Hi. I am the fellow who wrote the paper on infantry assault tactics. Jim Martin sent me an email that he posted a link to my paper in this forum. I am glad that you guys enjoyed what started life as a college term paper. Since then, it has gradually metamorphosed into a booklet that is now available on Amazon.com. For your information, I also wrote a companion booklet, titled _The Evolution of Indirect Fire_, which covers how field artillery came to switch from direct to indirect fire as the norm. If you are interested, just do a search on Amazon.com for my name (Frank W. Sweet) as author.

Regarding infantry tactics, there was another example of embryonic fire-and-maneuver in the Civil War, not mentioned in my paper. At the 20 February 1864 battle of Olustee, Florida, a Union army of 5,000 under U.S.A. Gen. Truman Seymour was badly beaten by a same-sized Confederate army under C.S.A. Gen. Joe Finegan. Seymour then decided to sacrifice the 54th Massachusetts in order to save the rest of his army. He ordered the 400-man 54th (along with a support company of First New York Engineers) to delay the victorious rebels until the Union army could retreat to Jacksonville. The Massachusetts Blacks retreated by a form of bounding overwatch. Half held their ground and stopped the advancing enemy with withering rifle fire, while the rest ran to covered positions in the rear. Then, when the second group signaled that they were ready, the two groups would swap roles, leap-frogging back another hundred meters or so. Mile after mile. Instead of being sacrificed, the 54th marched into Jacksonville, heads held high, after inflicting paralyzing losses on ten times their number of Confederates, losing only thirteen men killed and eight captured. The captured died in Andersonville. I did not mention this in my paper because the documentary evidence for bounding overwatch at Olustee is not as unambiguous as, say, Morgan L. Smith's brigade at Fort Donelson on 15 February 1862.

Regarding the original question, I think the likelihood of adoption of modern tactics by officers of the time is remote. Fire and maneuver leapfrogging works only for small units controlled by junior officers or NCOs. The notion of delegating independent authority to small units would probably have been inconceivable to Americans back then. I suspect that the 54th pulled it off at Olustee because Blacks could not become officers until later. Hence, by February 1864, the 54th had temporarily accumulated some extremely talented NCOs.

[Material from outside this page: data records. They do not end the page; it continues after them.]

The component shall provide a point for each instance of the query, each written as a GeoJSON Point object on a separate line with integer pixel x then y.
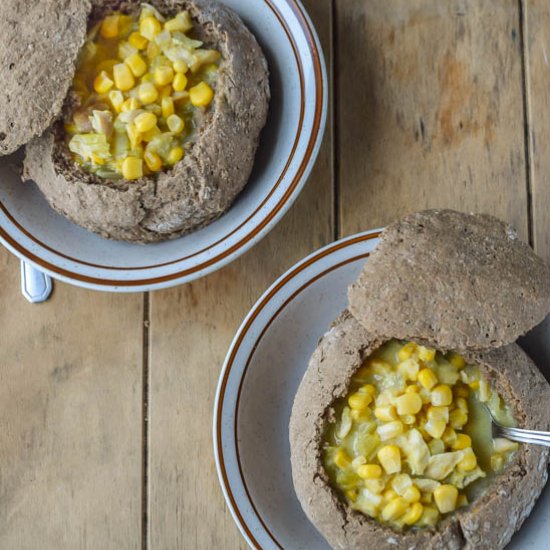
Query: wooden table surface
{"type": "Point", "coordinates": [106, 400]}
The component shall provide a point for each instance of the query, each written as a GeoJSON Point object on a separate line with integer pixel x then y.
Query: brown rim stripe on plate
{"type": "Point", "coordinates": [309, 151]}
{"type": "Point", "coordinates": [230, 362]}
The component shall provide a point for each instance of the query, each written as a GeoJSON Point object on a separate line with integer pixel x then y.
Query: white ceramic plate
{"type": "Point", "coordinates": [257, 386]}
{"type": "Point", "coordinates": [289, 147]}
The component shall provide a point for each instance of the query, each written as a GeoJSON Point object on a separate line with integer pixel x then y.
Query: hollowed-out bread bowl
{"type": "Point", "coordinates": [445, 314]}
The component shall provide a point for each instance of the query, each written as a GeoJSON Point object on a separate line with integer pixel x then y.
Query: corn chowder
{"type": "Point", "coordinates": [143, 84]}
{"type": "Point", "coordinates": [412, 441]}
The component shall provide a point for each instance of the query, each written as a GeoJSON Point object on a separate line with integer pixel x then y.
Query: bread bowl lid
{"type": "Point", "coordinates": [463, 281]}
{"type": "Point", "coordinates": [38, 52]}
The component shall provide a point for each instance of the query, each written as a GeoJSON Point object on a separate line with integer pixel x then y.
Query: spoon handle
{"type": "Point", "coordinates": [36, 286]}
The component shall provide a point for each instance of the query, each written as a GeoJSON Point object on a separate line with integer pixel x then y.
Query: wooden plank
{"type": "Point", "coordinates": [191, 329]}
{"type": "Point", "coordinates": [537, 55]}
{"type": "Point", "coordinates": [430, 110]}
{"type": "Point", "coordinates": [70, 418]}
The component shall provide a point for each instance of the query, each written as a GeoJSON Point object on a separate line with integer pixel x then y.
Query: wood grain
{"type": "Point", "coordinates": [537, 64]}
{"type": "Point", "coordinates": [430, 110]}
{"type": "Point", "coordinates": [70, 418]}
{"type": "Point", "coordinates": [191, 330]}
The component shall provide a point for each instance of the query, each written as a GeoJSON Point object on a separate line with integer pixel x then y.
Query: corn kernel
{"type": "Point", "coordinates": [394, 509]}
{"type": "Point", "coordinates": [147, 93]}
{"type": "Point", "coordinates": [117, 99]}
{"type": "Point", "coordinates": [413, 514]}
{"type": "Point", "coordinates": [407, 351]}
{"type": "Point", "coordinates": [132, 168]}
{"type": "Point", "coordinates": [468, 462]}
{"type": "Point", "coordinates": [163, 75]}
{"type": "Point", "coordinates": [341, 459]}
{"type": "Point", "coordinates": [153, 161]}
{"type": "Point", "coordinates": [139, 42]}
{"type": "Point", "coordinates": [426, 354]}
{"type": "Point", "coordinates": [390, 430]}
{"type": "Point", "coordinates": [124, 79]}
{"type": "Point", "coordinates": [442, 396]}
{"type": "Point", "coordinates": [427, 378]}
{"type": "Point", "coordinates": [180, 66]}
{"type": "Point", "coordinates": [369, 471]}
{"type": "Point", "coordinates": [462, 442]}
{"type": "Point", "coordinates": [200, 95]}
{"type": "Point", "coordinates": [445, 497]}
{"type": "Point", "coordinates": [503, 445]}
{"type": "Point", "coordinates": [109, 27]}
{"type": "Point", "coordinates": [145, 122]}
{"type": "Point", "coordinates": [136, 64]}
{"type": "Point", "coordinates": [130, 104]}
{"type": "Point", "coordinates": [387, 413]}
{"type": "Point", "coordinates": [412, 494]}
{"type": "Point", "coordinates": [102, 83]}
{"type": "Point", "coordinates": [389, 457]}
{"type": "Point", "coordinates": [410, 403]}
{"type": "Point", "coordinates": [180, 82]}
{"type": "Point", "coordinates": [175, 155]}
{"type": "Point", "coordinates": [149, 27]}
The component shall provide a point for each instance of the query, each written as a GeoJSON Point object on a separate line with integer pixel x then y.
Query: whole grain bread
{"type": "Point", "coordinates": [463, 281]}
{"type": "Point", "coordinates": [39, 45]}
{"type": "Point", "coordinates": [215, 168]}
{"type": "Point", "coordinates": [488, 524]}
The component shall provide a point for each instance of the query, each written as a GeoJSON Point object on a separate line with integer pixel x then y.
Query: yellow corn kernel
{"type": "Point", "coordinates": [369, 471]}
{"type": "Point", "coordinates": [147, 93]}
{"type": "Point", "coordinates": [458, 419]}
{"type": "Point", "coordinates": [435, 428]}
{"type": "Point", "coordinates": [180, 66]}
{"type": "Point", "coordinates": [102, 83]}
{"type": "Point", "coordinates": [136, 64]}
{"type": "Point", "coordinates": [357, 401]}
{"type": "Point", "coordinates": [497, 462]}
{"type": "Point", "coordinates": [200, 95]}
{"type": "Point", "coordinates": [132, 168]}
{"type": "Point", "coordinates": [180, 82]}
{"type": "Point", "coordinates": [445, 497]}
{"type": "Point", "coordinates": [341, 459]}
{"type": "Point", "coordinates": [407, 351]}
{"type": "Point", "coordinates": [389, 457]}
{"type": "Point", "coordinates": [394, 509]}
{"type": "Point", "coordinates": [109, 27]}
{"type": "Point", "coordinates": [134, 136]}
{"type": "Point", "coordinates": [175, 155]}
{"type": "Point", "coordinates": [427, 378]}
{"type": "Point", "coordinates": [163, 75]}
{"type": "Point", "coordinates": [139, 42]}
{"type": "Point", "coordinates": [503, 445]}
{"type": "Point", "coordinates": [414, 513]}
{"type": "Point", "coordinates": [412, 494]}
{"type": "Point", "coordinates": [117, 99]}
{"type": "Point", "coordinates": [442, 396]}
{"type": "Point", "coordinates": [468, 462]}
{"type": "Point", "coordinates": [145, 122]}
{"type": "Point", "coordinates": [124, 79]}
{"type": "Point", "coordinates": [462, 442]}
{"type": "Point", "coordinates": [390, 430]}
{"type": "Point", "coordinates": [410, 403]}
{"type": "Point", "coordinates": [426, 354]}
{"type": "Point", "coordinates": [149, 27]}
{"type": "Point", "coordinates": [153, 161]}
{"type": "Point", "coordinates": [457, 361]}
{"type": "Point", "coordinates": [131, 104]}
{"type": "Point", "coordinates": [387, 413]}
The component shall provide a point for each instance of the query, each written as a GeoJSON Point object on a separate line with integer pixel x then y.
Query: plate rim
{"type": "Point", "coordinates": [229, 364]}
{"type": "Point", "coordinates": [260, 229]}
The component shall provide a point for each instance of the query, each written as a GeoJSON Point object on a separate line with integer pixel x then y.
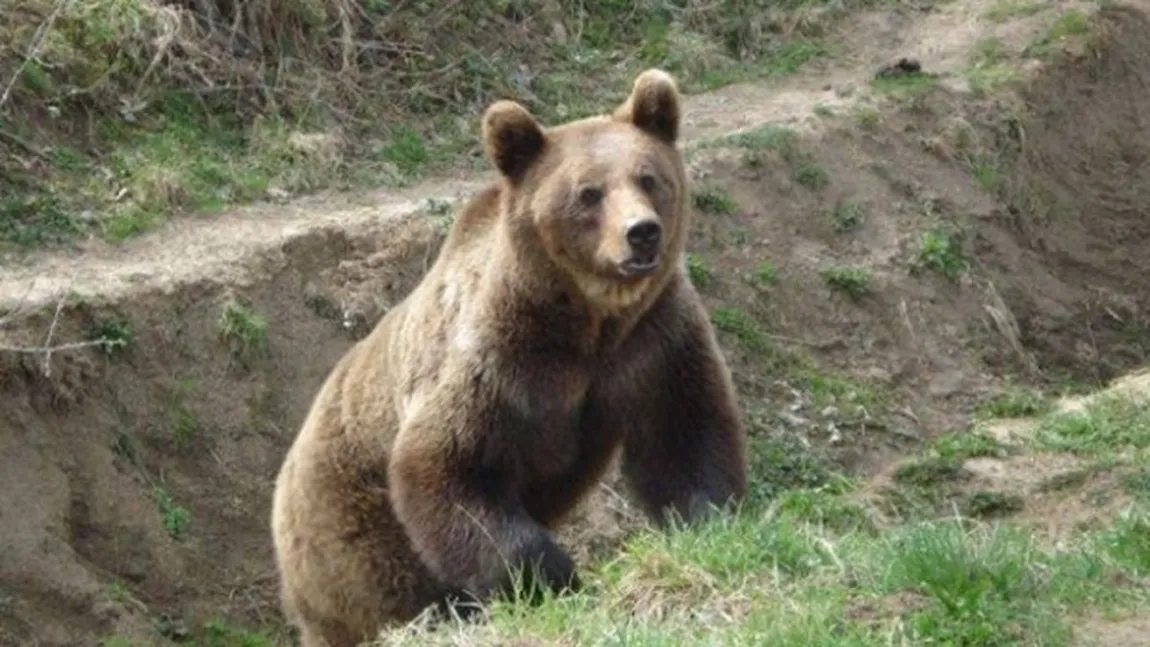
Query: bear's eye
{"type": "Point", "coordinates": [590, 195]}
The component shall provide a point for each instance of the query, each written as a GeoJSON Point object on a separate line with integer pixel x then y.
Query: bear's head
{"type": "Point", "coordinates": [604, 200]}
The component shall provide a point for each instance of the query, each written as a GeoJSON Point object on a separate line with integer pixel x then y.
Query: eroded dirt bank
{"type": "Point", "coordinates": [999, 237]}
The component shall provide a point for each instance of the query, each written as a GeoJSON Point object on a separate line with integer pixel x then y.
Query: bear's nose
{"type": "Point", "coordinates": [644, 235]}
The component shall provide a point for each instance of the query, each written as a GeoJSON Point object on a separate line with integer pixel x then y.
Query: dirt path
{"type": "Point", "coordinates": [243, 245]}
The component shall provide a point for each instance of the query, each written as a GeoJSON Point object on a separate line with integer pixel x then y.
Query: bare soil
{"type": "Point", "coordinates": [1056, 290]}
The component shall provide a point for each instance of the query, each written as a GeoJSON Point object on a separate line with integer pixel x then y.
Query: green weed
{"type": "Point", "coordinates": [852, 282]}
{"type": "Point", "coordinates": [698, 271]}
{"type": "Point", "coordinates": [1006, 9]}
{"type": "Point", "coordinates": [848, 216]}
{"type": "Point", "coordinates": [765, 275]}
{"type": "Point", "coordinates": [176, 520]}
{"type": "Point", "coordinates": [1070, 25]}
{"type": "Point", "coordinates": [941, 252]}
{"type": "Point", "coordinates": [244, 330]}
{"type": "Point", "coordinates": [714, 200]}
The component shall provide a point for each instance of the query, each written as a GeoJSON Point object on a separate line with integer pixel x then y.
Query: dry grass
{"type": "Point", "coordinates": [117, 113]}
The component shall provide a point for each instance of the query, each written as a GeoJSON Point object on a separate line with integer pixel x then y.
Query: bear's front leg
{"type": "Point", "coordinates": [464, 518]}
{"type": "Point", "coordinates": [685, 446]}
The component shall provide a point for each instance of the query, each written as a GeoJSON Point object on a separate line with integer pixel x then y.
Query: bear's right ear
{"type": "Point", "coordinates": [512, 138]}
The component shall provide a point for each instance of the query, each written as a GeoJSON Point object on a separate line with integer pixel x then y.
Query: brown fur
{"type": "Point", "coordinates": [477, 413]}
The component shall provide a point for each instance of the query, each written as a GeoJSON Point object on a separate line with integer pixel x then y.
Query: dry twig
{"type": "Point", "coordinates": [47, 348]}
{"type": "Point", "coordinates": [33, 49]}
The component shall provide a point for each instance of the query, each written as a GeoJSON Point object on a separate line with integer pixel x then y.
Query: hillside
{"type": "Point", "coordinates": [917, 277]}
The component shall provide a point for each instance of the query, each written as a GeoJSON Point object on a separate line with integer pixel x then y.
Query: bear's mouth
{"type": "Point", "coordinates": [637, 267]}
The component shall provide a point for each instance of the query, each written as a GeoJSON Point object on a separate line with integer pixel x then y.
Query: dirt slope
{"type": "Point", "coordinates": [136, 482]}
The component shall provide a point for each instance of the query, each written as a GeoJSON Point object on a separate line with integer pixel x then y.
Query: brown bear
{"type": "Point", "coordinates": [556, 328]}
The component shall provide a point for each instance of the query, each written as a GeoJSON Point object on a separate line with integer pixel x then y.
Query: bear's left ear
{"type": "Point", "coordinates": [653, 106]}
{"type": "Point", "coordinates": [512, 138]}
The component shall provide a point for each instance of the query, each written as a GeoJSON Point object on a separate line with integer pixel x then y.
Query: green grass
{"type": "Point", "coordinates": [765, 275]}
{"type": "Point", "coordinates": [1016, 403]}
{"type": "Point", "coordinates": [809, 571]}
{"type": "Point", "coordinates": [176, 520]}
{"type": "Point", "coordinates": [199, 132]}
{"type": "Point", "coordinates": [712, 199]}
{"type": "Point", "coordinates": [244, 330]}
{"type": "Point", "coordinates": [745, 329]}
{"type": "Point", "coordinates": [905, 85]}
{"type": "Point", "coordinates": [852, 282]}
{"type": "Point", "coordinates": [1006, 9]}
{"type": "Point", "coordinates": [1070, 25]}
{"type": "Point", "coordinates": [1109, 425]}
{"type": "Point", "coordinates": [848, 216]}
{"type": "Point", "coordinates": [698, 271]}
{"type": "Point", "coordinates": [941, 252]}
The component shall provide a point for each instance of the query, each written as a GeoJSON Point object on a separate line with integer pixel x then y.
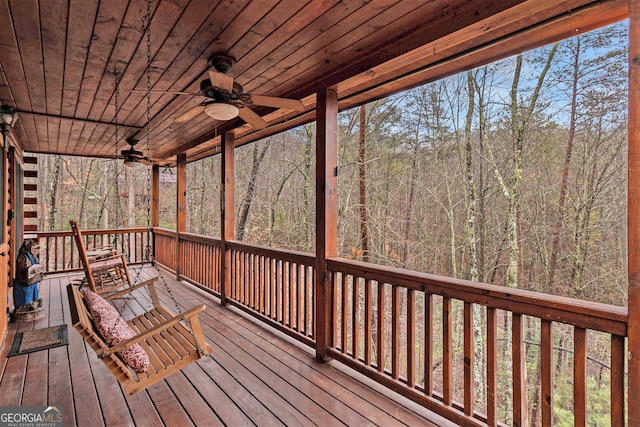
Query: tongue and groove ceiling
{"type": "Point", "coordinates": [59, 60]}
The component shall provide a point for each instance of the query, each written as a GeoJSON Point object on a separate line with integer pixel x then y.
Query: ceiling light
{"type": "Point", "coordinates": [221, 111]}
{"type": "Point", "coordinates": [131, 162]}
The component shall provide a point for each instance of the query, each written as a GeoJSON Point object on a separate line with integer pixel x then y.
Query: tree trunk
{"type": "Point", "coordinates": [248, 199]}
{"type": "Point", "coordinates": [555, 245]}
{"type": "Point", "coordinates": [362, 206]}
{"type": "Point", "coordinates": [54, 192]}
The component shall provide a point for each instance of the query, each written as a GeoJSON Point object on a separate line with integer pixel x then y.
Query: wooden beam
{"type": "Point", "coordinates": [77, 119]}
{"type": "Point", "coordinates": [227, 212]}
{"type": "Point", "coordinates": [155, 195]}
{"type": "Point", "coordinates": [326, 213]}
{"type": "Point", "coordinates": [181, 207]}
{"type": "Point", "coordinates": [633, 215]}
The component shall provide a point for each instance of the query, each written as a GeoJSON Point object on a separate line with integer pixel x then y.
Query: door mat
{"type": "Point", "coordinates": [39, 339]}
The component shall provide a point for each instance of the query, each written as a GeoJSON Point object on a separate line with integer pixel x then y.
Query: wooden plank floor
{"type": "Point", "coordinates": [253, 377]}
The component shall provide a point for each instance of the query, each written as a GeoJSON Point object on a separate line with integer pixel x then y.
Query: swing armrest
{"type": "Point", "coordinates": [98, 258]}
{"type": "Point", "coordinates": [131, 289]}
{"type": "Point", "coordinates": [157, 329]}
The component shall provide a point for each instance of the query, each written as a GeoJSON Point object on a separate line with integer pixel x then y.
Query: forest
{"type": "Point", "coordinates": [511, 174]}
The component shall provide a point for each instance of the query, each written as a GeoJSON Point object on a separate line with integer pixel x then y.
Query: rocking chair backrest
{"type": "Point", "coordinates": [104, 275]}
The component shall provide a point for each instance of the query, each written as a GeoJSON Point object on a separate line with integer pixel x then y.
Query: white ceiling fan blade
{"type": "Point", "coordinates": [252, 118]}
{"type": "Point", "coordinates": [190, 114]}
{"type": "Point", "coordinates": [221, 80]}
{"type": "Point", "coordinates": [272, 101]}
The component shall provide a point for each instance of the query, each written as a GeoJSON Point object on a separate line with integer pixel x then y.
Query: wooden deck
{"type": "Point", "coordinates": [253, 377]}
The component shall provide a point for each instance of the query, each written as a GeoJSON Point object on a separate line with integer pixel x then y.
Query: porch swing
{"type": "Point", "coordinates": [153, 345]}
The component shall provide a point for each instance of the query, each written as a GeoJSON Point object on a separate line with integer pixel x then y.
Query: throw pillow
{"type": "Point", "coordinates": [114, 330]}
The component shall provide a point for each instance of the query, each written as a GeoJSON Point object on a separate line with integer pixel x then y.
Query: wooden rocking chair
{"type": "Point", "coordinates": [105, 273]}
{"type": "Point", "coordinates": [165, 337]}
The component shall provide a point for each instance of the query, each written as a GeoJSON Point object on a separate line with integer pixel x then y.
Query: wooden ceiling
{"type": "Point", "coordinates": [59, 60]}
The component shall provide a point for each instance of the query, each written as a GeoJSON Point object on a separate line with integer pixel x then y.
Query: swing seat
{"type": "Point", "coordinates": [106, 274]}
{"type": "Point", "coordinates": [169, 344]}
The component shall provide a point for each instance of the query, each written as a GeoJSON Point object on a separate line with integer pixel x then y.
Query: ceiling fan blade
{"type": "Point", "coordinates": [190, 114]}
{"type": "Point", "coordinates": [170, 92]}
{"type": "Point", "coordinates": [272, 101]}
{"type": "Point", "coordinates": [221, 80]}
{"type": "Point", "coordinates": [252, 118]}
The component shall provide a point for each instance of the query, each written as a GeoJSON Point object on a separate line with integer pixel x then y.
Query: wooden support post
{"type": "Point", "coordinates": [326, 213]}
{"type": "Point", "coordinates": [155, 196]}
{"type": "Point", "coordinates": [181, 207]}
{"type": "Point", "coordinates": [633, 215]}
{"type": "Point", "coordinates": [226, 210]}
{"type": "Point", "coordinates": [155, 202]}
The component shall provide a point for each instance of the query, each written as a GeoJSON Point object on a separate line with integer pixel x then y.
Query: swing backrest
{"type": "Point", "coordinates": [105, 274]}
{"type": "Point", "coordinates": [170, 341]}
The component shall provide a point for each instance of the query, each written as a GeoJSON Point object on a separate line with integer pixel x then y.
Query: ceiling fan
{"type": "Point", "coordinates": [131, 156]}
{"type": "Point", "coordinates": [226, 99]}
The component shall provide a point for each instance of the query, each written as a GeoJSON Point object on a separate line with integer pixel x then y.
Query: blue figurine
{"type": "Point", "coordinates": [25, 286]}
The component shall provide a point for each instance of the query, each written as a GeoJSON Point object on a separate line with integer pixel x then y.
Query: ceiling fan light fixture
{"type": "Point", "coordinates": [221, 111]}
{"type": "Point", "coordinates": [131, 162]}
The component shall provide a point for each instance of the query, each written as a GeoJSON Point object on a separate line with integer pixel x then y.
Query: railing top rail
{"type": "Point", "coordinates": [164, 231]}
{"type": "Point", "coordinates": [297, 256]}
{"type": "Point", "coordinates": [591, 315]}
{"type": "Point", "coordinates": [89, 232]}
{"type": "Point", "coordinates": [198, 238]}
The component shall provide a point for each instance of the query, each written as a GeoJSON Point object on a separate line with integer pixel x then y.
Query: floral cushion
{"type": "Point", "coordinates": [105, 317]}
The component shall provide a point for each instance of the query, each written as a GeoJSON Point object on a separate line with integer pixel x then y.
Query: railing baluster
{"type": "Point", "coordinates": [355, 318]}
{"type": "Point", "coordinates": [617, 380]}
{"type": "Point", "coordinates": [469, 359]}
{"type": "Point", "coordinates": [546, 363]}
{"type": "Point", "coordinates": [428, 344]}
{"type": "Point", "coordinates": [381, 327]}
{"type": "Point", "coordinates": [395, 332]}
{"type": "Point", "coordinates": [447, 351]}
{"type": "Point", "coordinates": [291, 295]}
{"type": "Point", "coordinates": [343, 312]}
{"type": "Point", "coordinates": [518, 368]}
{"type": "Point", "coordinates": [580, 376]}
{"type": "Point", "coordinates": [367, 322]}
{"type": "Point", "coordinates": [411, 338]}
{"type": "Point", "coordinates": [492, 367]}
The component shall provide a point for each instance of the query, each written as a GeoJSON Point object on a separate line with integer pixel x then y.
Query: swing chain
{"type": "Point", "coordinates": [117, 173]}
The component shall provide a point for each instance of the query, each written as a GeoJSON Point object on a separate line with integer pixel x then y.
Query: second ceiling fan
{"type": "Point", "coordinates": [226, 99]}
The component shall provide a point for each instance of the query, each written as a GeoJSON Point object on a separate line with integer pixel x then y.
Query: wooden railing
{"type": "Point", "coordinates": [276, 286]}
{"type": "Point", "coordinates": [164, 243]}
{"type": "Point", "coordinates": [59, 254]}
{"type": "Point", "coordinates": [384, 325]}
{"type": "Point", "coordinates": [450, 345]}
{"type": "Point", "coordinates": [200, 261]}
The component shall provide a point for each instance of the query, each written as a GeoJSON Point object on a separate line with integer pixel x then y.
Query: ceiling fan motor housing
{"type": "Point", "coordinates": [236, 97]}
{"type": "Point", "coordinates": [221, 62]}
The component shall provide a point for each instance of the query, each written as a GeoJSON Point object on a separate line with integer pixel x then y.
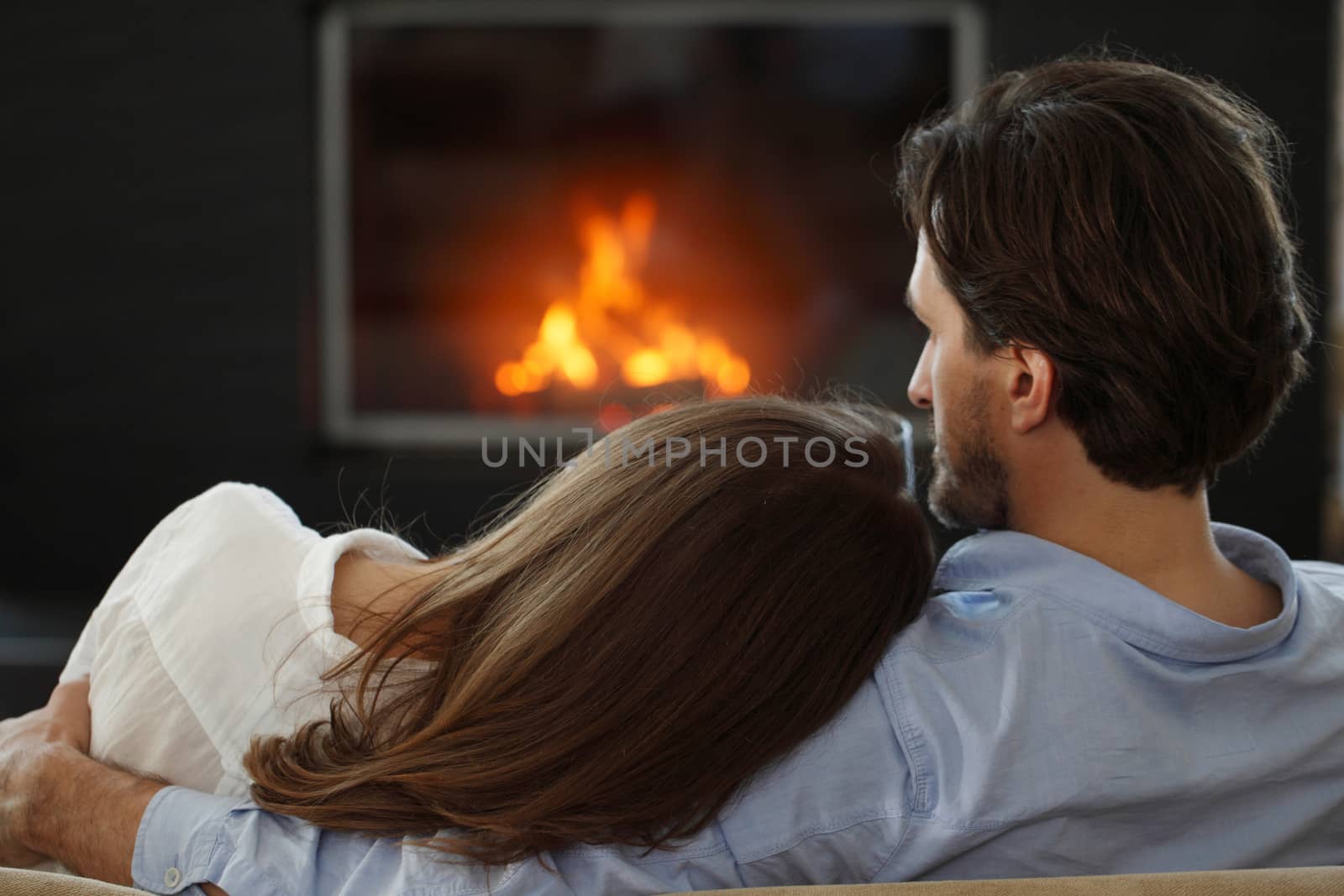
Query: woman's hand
{"type": "Point", "coordinates": [26, 746]}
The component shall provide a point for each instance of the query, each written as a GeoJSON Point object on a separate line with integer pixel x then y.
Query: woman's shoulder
{"type": "Point", "coordinates": [241, 501]}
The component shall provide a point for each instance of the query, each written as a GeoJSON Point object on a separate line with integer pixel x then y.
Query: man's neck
{"type": "Point", "coordinates": [1159, 537]}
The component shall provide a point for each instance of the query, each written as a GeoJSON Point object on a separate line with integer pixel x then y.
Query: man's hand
{"type": "Point", "coordinates": [26, 743]}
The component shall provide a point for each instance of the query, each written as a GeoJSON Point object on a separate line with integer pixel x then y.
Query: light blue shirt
{"type": "Point", "coordinates": [1043, 716]}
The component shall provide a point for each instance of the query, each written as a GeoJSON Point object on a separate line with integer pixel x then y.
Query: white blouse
{"type": "Point", "coordinates": [217, 631]}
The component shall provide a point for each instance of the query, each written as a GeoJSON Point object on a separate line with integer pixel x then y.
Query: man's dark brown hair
{"type": "Point", "coordinates": [1126, 221]}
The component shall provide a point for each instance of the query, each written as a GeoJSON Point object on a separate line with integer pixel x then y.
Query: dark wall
{"type": "Point", "coordinates": [159, 265]}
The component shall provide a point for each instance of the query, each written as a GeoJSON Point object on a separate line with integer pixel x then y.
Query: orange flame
{"type": "Point", "coordinates": [612, 322]}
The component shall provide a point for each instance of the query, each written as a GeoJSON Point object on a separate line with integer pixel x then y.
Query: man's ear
{"type": "Point", "coordinates": [1030, 389]}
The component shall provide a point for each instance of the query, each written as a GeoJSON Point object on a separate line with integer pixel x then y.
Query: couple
{"type": "Point", "coordinates": [685, 678]}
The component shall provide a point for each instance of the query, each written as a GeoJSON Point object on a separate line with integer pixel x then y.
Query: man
{"type": "Point", "coordinates": [1108, 683]}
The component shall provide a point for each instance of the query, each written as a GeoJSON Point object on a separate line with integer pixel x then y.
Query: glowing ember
{"type": "Point", "coordinates": [612, 324]}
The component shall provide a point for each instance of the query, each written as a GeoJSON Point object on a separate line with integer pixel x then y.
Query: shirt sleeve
{"type": "Point", "coordinates": [121, 590]}
{"type": "Point", "coordinates": [187, 839]}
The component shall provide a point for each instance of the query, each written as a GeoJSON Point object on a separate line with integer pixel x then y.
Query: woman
{"type": "Point", "coordinates": [647, 629]}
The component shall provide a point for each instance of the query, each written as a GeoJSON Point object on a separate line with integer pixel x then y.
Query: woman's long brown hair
{"type": "Point", "coordinates": [622, 653]}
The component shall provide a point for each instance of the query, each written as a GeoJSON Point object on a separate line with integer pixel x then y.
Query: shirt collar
{"type": "Point", "coordinates": [1016, 562]}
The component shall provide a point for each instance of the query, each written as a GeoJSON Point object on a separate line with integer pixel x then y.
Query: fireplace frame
{"type": "Point", "coordinates": [340, 423]}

Finally, two points make it seem unlikely that widespread adoption of modern tactics would have made a significant difference in overall deaths (even if the informal Grant-Sherman school for officers could have produced a cadre of leaders trained thus). First, as we all know, most deaths were from disease, not combat. Second, the Confederacy was not about to quit until it was utterly smashed. If battles had been less bloody, it seems likely that there would simply have been more of them, or they would have lasted longer with shorter respites, or the war itself might have dragged on. In other words, the price of surrender may have been three hundred thousand southern men’s lives, one way or another.